This question is worded very strangely and honestly I'm rather confused.
Suppose $\varnothing$ $\subsetneq$ F $\subsetneq$ $\mathbb{R}$ is closed. Then $\exists$ x$_{0}$ $\in$ F and y$_{0}$ $\in$ F$^{c}$.
We will assume that x$_{0}$<y$_{0}$ without loss of generality.
The set A:={x $\in$ F: x<y$_{0}$} is bounded above by y$_{0}$ and nonempty since x$_{0}$ $\in$ A. As such, z:= sup(A) exists.
Show z $\in$ F.
My professor mentioned that this had something to do with proving that $\varnothing$ and $\mathbb{R}$ are the only "clopen" subsets of $\mathbb{R}$, but that's not actually mentioned anywhere in the question.
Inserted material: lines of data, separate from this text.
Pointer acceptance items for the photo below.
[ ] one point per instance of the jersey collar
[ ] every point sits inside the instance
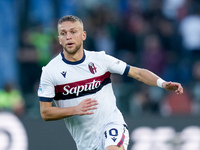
(73, 63)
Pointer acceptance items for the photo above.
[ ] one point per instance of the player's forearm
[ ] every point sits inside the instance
(56, 113)
(144, 76)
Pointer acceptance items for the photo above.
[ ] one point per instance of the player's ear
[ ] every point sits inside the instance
(84, 35)
(59, 40)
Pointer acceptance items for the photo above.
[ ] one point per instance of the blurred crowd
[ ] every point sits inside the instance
(160, 35)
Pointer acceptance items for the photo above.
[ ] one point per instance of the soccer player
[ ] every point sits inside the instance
(79, 82)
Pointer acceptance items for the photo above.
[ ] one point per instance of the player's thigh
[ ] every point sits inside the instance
(116, 137)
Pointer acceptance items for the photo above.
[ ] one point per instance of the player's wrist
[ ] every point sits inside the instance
(160, 82)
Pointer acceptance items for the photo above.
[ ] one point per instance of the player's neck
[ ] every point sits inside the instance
(74, 57)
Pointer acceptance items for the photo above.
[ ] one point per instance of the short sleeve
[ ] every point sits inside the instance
(46, 90)
(116, 66)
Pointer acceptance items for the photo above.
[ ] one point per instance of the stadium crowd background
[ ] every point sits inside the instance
(160, 35)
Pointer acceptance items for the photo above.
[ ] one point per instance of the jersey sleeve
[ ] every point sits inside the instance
(116, 66)
(46, 90)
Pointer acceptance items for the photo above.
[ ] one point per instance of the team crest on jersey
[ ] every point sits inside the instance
(92, 68)
(64, 73)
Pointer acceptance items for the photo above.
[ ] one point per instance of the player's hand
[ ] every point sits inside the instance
(84, 107)
(173, 86)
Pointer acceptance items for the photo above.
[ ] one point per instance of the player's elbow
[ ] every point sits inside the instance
(44, 116)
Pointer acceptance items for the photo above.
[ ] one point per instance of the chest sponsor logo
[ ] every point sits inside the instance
(81, 88)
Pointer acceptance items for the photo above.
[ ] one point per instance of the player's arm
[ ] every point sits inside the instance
(49, 112)
(150, 78)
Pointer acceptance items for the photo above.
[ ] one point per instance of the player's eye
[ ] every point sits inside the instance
(73, 31)
(62, 33)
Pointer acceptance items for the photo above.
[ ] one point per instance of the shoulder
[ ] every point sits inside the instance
(53, 63)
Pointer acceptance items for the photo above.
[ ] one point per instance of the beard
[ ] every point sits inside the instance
(72, 50)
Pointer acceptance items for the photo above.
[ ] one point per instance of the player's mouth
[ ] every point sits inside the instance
(69, 44)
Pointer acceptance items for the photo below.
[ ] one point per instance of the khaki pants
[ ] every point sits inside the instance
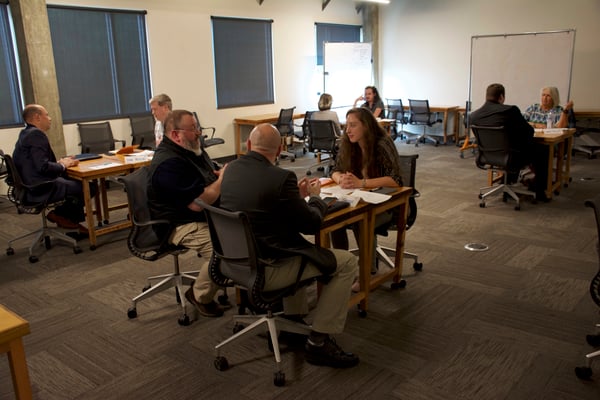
(332, 307)
(196, 236)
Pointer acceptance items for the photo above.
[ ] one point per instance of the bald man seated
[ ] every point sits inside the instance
(274, 201)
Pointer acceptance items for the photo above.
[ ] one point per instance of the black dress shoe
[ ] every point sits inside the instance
(329, 354)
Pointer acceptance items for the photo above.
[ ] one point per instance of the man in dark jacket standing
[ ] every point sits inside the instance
(274, 201)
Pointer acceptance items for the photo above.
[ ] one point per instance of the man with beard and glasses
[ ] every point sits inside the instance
(181, 173)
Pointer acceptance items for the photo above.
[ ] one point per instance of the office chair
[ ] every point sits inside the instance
(496, 154)
(236, 259)
(142, 131)
(17, 193)
(285, 126)
(144, 243)
(97, 137)
(322, 139)
(395, 111)
(420, 114)
(204, 139)
(593, 340)
(408, 166)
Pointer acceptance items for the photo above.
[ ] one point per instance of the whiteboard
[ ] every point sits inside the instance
(524, 63)
(347, 69)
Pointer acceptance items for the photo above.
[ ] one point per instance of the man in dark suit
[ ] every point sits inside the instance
(37, 163)
(495, 113)
(274, 201)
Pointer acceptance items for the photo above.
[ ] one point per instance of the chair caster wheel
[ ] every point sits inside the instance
(223, 300)
(279, 378)
(184, 320)
(237, 328)
(583, 372)
(132, 313)
(399, 285)
(593, 340)
(221, 363)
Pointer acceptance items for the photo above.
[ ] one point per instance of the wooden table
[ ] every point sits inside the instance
(97, 171)
(251, 121)
(364, 214)
(446, 110)
(12, 330)
(561, 175)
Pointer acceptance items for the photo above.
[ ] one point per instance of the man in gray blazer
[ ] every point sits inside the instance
(274, 201)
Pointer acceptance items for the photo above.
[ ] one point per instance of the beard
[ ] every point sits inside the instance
(193, 146)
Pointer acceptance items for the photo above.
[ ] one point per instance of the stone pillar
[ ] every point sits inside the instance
(370, 21)
(36, 61)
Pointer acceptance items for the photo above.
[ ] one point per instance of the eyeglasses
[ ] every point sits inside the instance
(193, 130)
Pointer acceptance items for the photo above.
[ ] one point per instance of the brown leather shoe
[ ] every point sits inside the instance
(211, 309)
(61, 221)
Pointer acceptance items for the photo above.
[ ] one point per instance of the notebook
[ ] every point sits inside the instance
(87, 156)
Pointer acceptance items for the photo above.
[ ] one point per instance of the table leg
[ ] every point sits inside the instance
(18, 370)
(550, 170)
(89, 212)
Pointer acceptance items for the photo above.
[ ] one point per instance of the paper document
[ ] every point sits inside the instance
(105, 165)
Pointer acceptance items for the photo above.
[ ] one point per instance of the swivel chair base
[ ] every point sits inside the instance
(175, 279)
(506, 190)
(45, 235)
(274, 323)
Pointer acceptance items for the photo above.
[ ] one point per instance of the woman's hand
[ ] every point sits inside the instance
(349, 181)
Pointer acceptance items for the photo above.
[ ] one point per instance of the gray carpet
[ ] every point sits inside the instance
(507, 323)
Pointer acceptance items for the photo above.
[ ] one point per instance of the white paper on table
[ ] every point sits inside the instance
(105, 165)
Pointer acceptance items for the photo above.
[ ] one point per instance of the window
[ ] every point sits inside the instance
(243, 57)
(10, 97)
(335, 33)
(101, 62)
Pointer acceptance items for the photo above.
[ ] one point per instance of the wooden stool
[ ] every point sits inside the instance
(12, 330)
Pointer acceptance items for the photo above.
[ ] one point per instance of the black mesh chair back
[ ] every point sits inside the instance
(420, 113)
(205, 140)
(142, 131)
(322, 136)
(494, 146)
(97, 137)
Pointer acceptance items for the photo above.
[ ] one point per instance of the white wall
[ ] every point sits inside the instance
(426, 45)
(424, 50)
(181, 57)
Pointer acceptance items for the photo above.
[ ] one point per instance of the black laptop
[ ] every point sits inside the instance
(87, 156)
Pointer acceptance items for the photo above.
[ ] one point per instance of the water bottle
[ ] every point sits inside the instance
(158, 132)
(550, 120)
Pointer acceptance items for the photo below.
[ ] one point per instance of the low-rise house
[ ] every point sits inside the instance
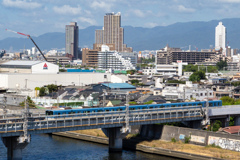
(221, 90)
(230, 130)
(113, 87)
(236, 92)
(186, 91)
(141, 78)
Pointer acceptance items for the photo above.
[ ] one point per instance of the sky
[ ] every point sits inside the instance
(36, 17)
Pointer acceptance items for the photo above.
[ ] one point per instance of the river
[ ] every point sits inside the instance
(51, 147)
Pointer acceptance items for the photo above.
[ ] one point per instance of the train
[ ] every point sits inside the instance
(215, 103)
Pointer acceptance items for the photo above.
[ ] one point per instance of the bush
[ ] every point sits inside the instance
(213, 145)
(133, 102)
(173, 140)
(187, 139)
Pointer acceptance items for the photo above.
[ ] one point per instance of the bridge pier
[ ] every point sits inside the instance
(115, 139)
(14, 147)
(237, 121)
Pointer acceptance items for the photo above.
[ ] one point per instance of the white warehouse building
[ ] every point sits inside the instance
(24, 76)
(34, 67)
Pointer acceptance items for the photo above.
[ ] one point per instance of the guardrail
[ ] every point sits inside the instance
(104, 119)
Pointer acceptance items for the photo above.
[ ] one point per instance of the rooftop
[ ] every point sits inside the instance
(119, 85)
(24, 63)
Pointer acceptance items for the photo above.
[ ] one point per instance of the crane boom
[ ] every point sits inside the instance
(31, 40)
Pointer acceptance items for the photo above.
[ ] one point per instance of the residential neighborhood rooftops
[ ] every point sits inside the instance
(231, 129)
(119, 85)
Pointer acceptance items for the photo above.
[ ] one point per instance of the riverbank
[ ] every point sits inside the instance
(177, 149)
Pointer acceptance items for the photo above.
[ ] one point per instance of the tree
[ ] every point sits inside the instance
(190, 68)
(29, 101)
(52, 88)
(134, 81)
(42, 91)
(131, 72)
(176, 81)
(220, 65)
(227, 100)
(197, 76)
(216, 125)
(149, 102)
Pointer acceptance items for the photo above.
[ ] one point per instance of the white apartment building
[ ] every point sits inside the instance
(116, 60)
(187, 91)
(166, 69)
(220, 37)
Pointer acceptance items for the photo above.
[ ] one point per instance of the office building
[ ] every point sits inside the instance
(116, 60)
(172, 55)
(72, 39)
(112, 34)
(220, 37)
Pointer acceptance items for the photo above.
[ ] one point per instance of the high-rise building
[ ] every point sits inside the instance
(72, 39)
(220, 37)
(112, 34)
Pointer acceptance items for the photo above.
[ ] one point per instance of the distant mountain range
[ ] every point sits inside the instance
(197, 34)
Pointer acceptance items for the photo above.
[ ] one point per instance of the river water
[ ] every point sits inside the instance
(50, 147)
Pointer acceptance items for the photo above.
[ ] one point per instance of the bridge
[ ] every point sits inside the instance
(15, 132)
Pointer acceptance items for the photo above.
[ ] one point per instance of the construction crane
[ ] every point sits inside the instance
(31, 40)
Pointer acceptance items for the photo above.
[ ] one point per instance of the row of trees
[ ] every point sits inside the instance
(48, 89)
(194, 68)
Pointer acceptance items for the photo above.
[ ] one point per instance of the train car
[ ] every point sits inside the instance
(167, 106)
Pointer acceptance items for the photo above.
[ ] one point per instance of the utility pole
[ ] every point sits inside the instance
(25, 137)
(127, 129)
(207, 109)
(184, 94)
(4, 106)
(104, 97)
(25, 83)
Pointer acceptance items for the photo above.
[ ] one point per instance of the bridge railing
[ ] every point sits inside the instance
(117, 117)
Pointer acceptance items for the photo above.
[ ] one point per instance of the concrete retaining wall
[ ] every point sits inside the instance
(200, 137)
(133, 145)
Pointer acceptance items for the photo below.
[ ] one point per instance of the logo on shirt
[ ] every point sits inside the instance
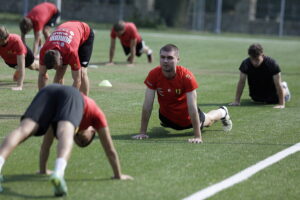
(178, 91)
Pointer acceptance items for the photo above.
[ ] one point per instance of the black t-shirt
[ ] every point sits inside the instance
(260, 79)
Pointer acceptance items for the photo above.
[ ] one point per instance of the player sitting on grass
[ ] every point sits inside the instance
(177, 97)
(16, 55)
(71, 114)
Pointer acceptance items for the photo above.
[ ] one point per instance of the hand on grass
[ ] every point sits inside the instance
(279, 106)
(140, 136)
(47, 172)
(195, 140)
(124, 177)
(234, 104)
(16, 88)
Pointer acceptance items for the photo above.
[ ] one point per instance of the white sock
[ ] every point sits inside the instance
(60, 166)
(2, 161)
(223, 112)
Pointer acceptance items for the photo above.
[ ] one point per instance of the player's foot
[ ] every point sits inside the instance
(1, 180)
(288, 95)
(59, 185)
(16, 76)
(226, 121)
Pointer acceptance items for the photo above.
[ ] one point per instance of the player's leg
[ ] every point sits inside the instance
(65, 133)
(220, 114)
(27, 128)
(85, 82)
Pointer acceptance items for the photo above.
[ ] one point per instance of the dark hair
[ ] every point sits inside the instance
(25, 25)
(51, 58)
(83, 141)
(3, 33)
(119, 26)
(255, 50)
(170, 47)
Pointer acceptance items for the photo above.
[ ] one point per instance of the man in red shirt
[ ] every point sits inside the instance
(131, 41)
(41, 18)
(70, 44)
(72, 115)
(16, 55)
(176, 90)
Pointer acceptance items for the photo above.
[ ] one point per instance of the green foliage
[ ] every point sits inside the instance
(166, 166)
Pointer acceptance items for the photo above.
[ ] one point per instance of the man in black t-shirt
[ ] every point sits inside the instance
(264, 79)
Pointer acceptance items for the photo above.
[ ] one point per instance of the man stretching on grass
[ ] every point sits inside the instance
(17, 56)
(71, 115)
(177, 97)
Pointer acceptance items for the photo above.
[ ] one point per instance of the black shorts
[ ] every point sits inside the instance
(55, 103)
(86, 49)
(29, 59)
(53, 19)
(167, 123)
(267, 100)
(138, 49)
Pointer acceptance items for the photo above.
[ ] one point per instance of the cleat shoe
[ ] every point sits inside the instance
(288, 95)
(59, 184)
(226, 121)
(1, 180)
(16, 76)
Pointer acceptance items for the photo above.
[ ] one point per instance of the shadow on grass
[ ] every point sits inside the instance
(6, 116)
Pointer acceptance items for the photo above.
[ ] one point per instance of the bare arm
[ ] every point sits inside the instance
(112, 49)
(76, 78)
(279, 89)
(42, 73)
(111, 153)
(146, 113)
(45, 150)
(133, 43)
(193, 112)
(21, 70)
(239, 89)
(37, 38)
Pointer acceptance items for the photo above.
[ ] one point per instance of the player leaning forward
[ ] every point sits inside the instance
(72, 115)
(177, 97)
(70, 44)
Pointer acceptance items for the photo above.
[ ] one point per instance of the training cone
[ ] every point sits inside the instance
(105, 83)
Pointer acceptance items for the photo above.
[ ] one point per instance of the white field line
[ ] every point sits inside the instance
(217, 38)
(243, 175)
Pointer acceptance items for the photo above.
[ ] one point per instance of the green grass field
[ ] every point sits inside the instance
(166, 166)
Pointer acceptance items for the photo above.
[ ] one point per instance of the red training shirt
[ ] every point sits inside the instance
(12, 49)
(129, 34)
(67, 38)
(92, 115)
(171, 93)
(41, 14)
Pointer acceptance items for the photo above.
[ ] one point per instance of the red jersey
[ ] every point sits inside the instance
(41, 14)
(92, 115)
(129, 34)
(67, 38)
(171, 93)
(12, 49)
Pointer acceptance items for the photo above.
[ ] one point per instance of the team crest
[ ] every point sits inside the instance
(178, 91)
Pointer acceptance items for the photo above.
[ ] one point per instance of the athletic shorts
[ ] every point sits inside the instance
(55, 103)
(268, 100)
(167, 123)
(29, 59)
(86, 49)
(138, 49)
(52, 21)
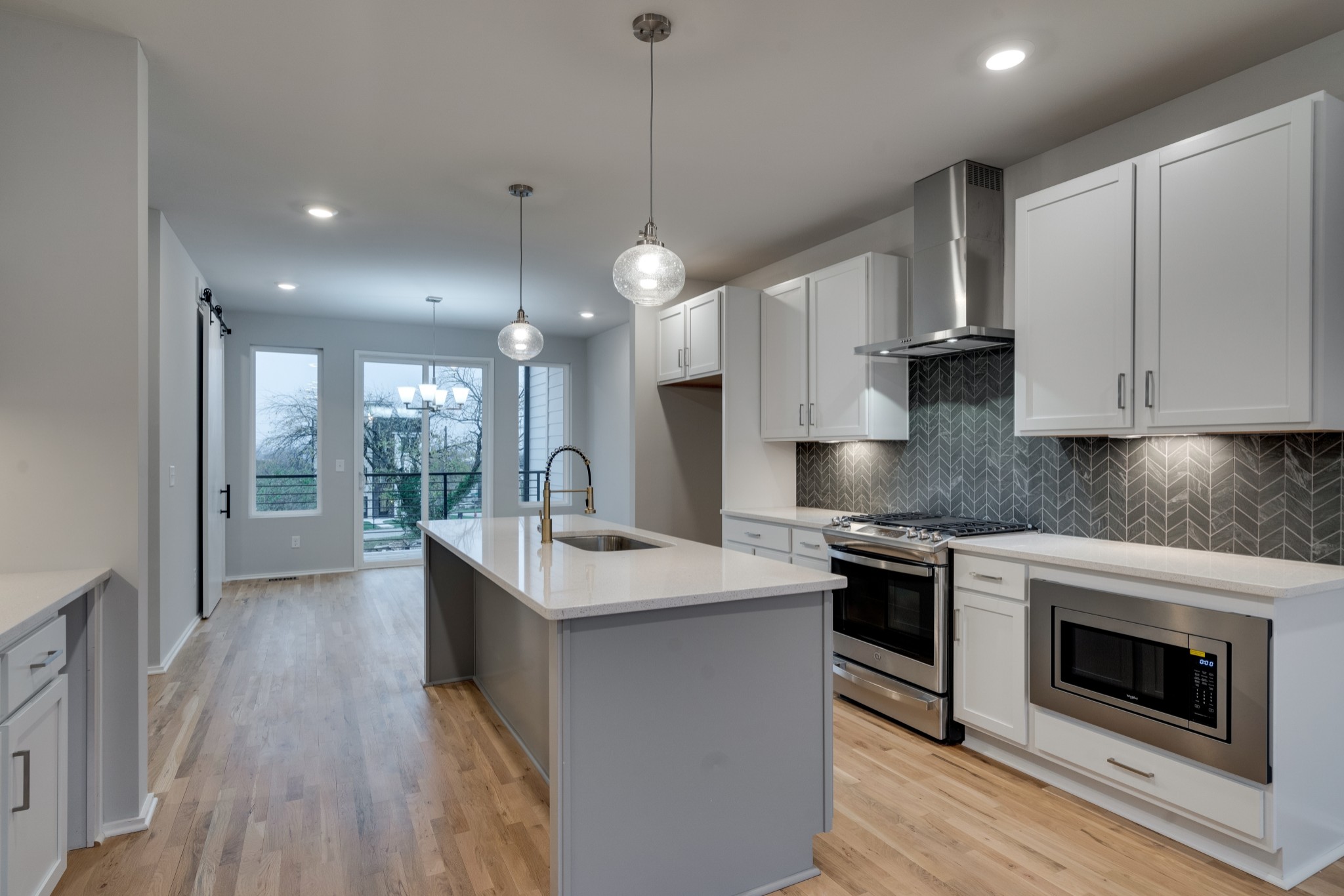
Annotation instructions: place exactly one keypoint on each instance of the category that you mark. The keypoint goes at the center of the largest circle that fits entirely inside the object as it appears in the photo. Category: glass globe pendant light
(520, 340)
(650, 273)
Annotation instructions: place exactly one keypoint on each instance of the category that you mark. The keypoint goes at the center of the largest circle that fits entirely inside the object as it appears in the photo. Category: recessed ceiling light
(1005, 55)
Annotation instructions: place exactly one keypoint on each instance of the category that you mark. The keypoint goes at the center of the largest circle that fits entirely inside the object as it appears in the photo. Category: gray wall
(1318, 66)
(73, 350)
(174, 284)
(259, 546)
(608, 438)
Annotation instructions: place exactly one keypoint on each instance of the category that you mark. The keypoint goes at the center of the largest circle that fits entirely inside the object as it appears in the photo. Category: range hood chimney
(959, 266)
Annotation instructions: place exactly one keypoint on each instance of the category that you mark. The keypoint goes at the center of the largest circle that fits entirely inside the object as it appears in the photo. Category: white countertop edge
(796, 516)
(34, 597)
(1163, 563)
(822, 582)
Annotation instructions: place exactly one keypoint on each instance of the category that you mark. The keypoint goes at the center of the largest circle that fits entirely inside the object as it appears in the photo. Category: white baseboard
(284, 575)
(132, 825)
(173, 653)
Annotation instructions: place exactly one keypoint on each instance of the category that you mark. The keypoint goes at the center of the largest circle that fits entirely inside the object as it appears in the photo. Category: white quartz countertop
(27, 598)
(562, 582)
(1263, 577)
(805, 518)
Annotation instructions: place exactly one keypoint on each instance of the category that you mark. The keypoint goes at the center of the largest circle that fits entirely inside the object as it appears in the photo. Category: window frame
(252, 434)
(568, 458)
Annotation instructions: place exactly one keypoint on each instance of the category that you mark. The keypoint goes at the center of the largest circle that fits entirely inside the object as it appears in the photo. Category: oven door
(892, 617)
(1164, 675)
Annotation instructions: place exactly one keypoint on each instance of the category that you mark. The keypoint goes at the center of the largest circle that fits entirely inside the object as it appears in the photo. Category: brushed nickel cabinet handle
(1131, 769)
(27, 770)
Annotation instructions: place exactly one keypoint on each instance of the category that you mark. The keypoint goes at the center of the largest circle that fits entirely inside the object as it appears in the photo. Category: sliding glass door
(418, 465)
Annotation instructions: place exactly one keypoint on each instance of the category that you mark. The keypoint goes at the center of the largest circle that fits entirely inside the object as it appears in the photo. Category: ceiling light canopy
(650, 273)
(520, 340)
(1005, 55)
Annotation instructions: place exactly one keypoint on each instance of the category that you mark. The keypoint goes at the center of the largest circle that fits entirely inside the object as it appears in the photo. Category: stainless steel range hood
(959, 266)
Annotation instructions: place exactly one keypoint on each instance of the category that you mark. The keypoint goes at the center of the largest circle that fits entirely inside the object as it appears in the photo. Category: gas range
(917, 537)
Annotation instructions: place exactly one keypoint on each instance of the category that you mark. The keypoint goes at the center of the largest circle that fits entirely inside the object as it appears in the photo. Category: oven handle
(891, 566)
(904, 695)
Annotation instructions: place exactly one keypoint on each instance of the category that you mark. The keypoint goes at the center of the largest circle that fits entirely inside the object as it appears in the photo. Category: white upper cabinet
(1227, 283)
(812, 383)
(784, 360)
(690, 339)
(1076, 304)
(1234, 308)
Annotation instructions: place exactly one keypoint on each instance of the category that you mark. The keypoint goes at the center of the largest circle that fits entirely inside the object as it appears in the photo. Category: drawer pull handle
(51, 657)
(1129, 769)
(27, 769)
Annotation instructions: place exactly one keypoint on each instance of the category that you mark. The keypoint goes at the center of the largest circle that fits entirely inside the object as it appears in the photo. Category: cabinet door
(671, 344)
(1226, 261)
(704, 342)
(837, 323)
(784, 360)
(34, 793)
(990, 656)
(1076, 305)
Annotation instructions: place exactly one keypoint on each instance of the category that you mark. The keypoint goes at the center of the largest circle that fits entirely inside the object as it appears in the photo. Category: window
(543, 425)
(285, 430)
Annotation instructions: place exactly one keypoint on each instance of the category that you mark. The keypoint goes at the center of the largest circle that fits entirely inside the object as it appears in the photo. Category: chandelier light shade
(520, 340)
(650, 273)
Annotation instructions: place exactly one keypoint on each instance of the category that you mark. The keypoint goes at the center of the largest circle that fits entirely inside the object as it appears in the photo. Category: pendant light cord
(651, 131)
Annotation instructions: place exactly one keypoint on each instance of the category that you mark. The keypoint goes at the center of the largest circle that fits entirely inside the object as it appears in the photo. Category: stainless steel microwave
(1183, 679)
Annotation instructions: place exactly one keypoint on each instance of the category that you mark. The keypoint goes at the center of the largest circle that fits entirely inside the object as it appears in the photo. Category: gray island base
(677, 699)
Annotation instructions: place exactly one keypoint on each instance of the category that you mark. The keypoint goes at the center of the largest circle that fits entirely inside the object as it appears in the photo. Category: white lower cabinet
(990, 656)
(34, 793)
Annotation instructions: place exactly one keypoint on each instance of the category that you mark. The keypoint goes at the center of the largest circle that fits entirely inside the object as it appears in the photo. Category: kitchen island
(677, 697)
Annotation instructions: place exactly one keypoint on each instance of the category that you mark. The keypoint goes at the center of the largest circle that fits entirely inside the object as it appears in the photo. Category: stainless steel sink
(604, 543)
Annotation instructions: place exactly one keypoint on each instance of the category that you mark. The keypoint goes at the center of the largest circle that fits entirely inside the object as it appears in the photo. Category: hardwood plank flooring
(295, 751)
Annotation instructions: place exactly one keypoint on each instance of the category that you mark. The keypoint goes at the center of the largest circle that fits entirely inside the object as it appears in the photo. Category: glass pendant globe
(648, 274)
(520, 340)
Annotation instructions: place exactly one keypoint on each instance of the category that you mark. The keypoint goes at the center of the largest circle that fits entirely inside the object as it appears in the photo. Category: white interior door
(1076, 305)
(1230, 285)
(215, 500)
(784, 360)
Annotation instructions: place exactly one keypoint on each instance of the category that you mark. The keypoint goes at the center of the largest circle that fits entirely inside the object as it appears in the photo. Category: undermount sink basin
(604, 543)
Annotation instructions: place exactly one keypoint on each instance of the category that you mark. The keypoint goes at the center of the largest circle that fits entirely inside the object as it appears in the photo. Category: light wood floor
(293, 751)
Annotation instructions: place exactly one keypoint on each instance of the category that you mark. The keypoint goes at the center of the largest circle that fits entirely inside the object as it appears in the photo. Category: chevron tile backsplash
(1277, 496)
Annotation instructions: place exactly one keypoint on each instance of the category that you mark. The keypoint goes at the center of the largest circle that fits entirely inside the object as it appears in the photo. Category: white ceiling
(781, 124)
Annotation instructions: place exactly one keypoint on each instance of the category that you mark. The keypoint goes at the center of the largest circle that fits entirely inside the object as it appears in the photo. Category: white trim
(252, 433)
(285, 574)
(362, 356)
(132, 825)
(173, 653)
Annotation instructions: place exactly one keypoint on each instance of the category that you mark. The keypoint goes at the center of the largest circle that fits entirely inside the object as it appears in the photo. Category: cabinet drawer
(809, 543)
(773, 555)
(759, 535)
(1172, 781)
(27, 666)
(1003, 578)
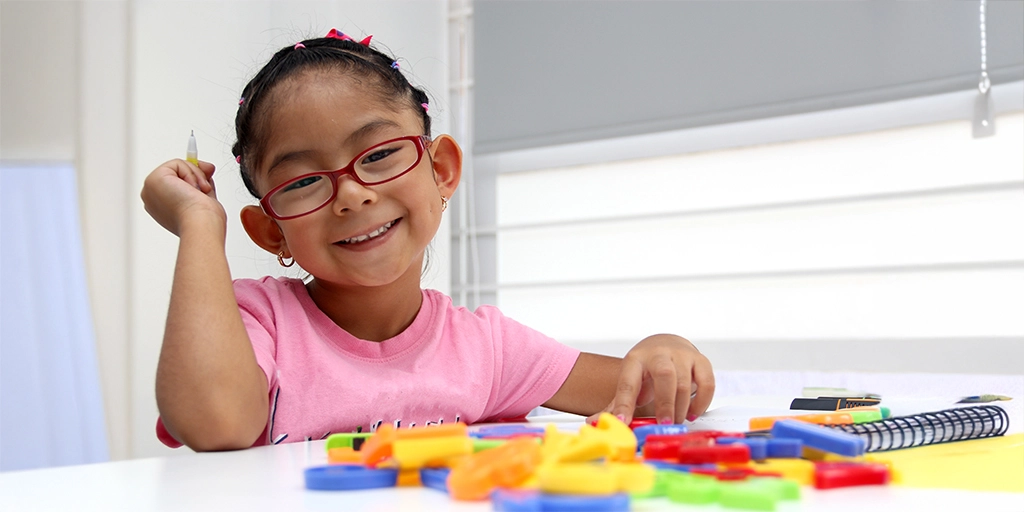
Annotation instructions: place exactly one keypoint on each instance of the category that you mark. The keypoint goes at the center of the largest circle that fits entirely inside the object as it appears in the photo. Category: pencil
(192, 156)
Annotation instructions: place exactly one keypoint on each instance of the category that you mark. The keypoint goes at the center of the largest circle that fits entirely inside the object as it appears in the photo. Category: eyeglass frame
(422, 143)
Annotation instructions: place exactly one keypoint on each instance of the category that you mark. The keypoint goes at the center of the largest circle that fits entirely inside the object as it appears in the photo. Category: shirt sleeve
(530, 369)
(258, 317)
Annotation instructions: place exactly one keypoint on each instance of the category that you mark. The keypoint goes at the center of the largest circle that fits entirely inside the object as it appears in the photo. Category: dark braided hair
(320, 53)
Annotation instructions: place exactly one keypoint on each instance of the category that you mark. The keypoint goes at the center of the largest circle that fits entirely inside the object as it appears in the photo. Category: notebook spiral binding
(931, 428)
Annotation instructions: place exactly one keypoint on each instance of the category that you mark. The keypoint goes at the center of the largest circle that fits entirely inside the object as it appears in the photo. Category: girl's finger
(627, 390)
(666, 384)
(683, 391)
(705, 379)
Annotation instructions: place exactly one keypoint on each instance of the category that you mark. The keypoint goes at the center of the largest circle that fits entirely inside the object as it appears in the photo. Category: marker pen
(192, 156)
If $z \in F^c$ then $z\not \in F$ and $z \not \in A$. But $z$ is $\sup A$ so for every $\epsilon$ there is a $x \in A \subset F$ so that $z-\epsilon < x \le z$ but as $x \in A$, $x \ne z$ so $z-\epsilon < x < z$.
So $z$ is a limit point of $F$. But $F$ is closed. So $z \in F$. A contradiction.
So $z\in F$.
Not sure that this anything to do with clopen sets though. At least not immediately.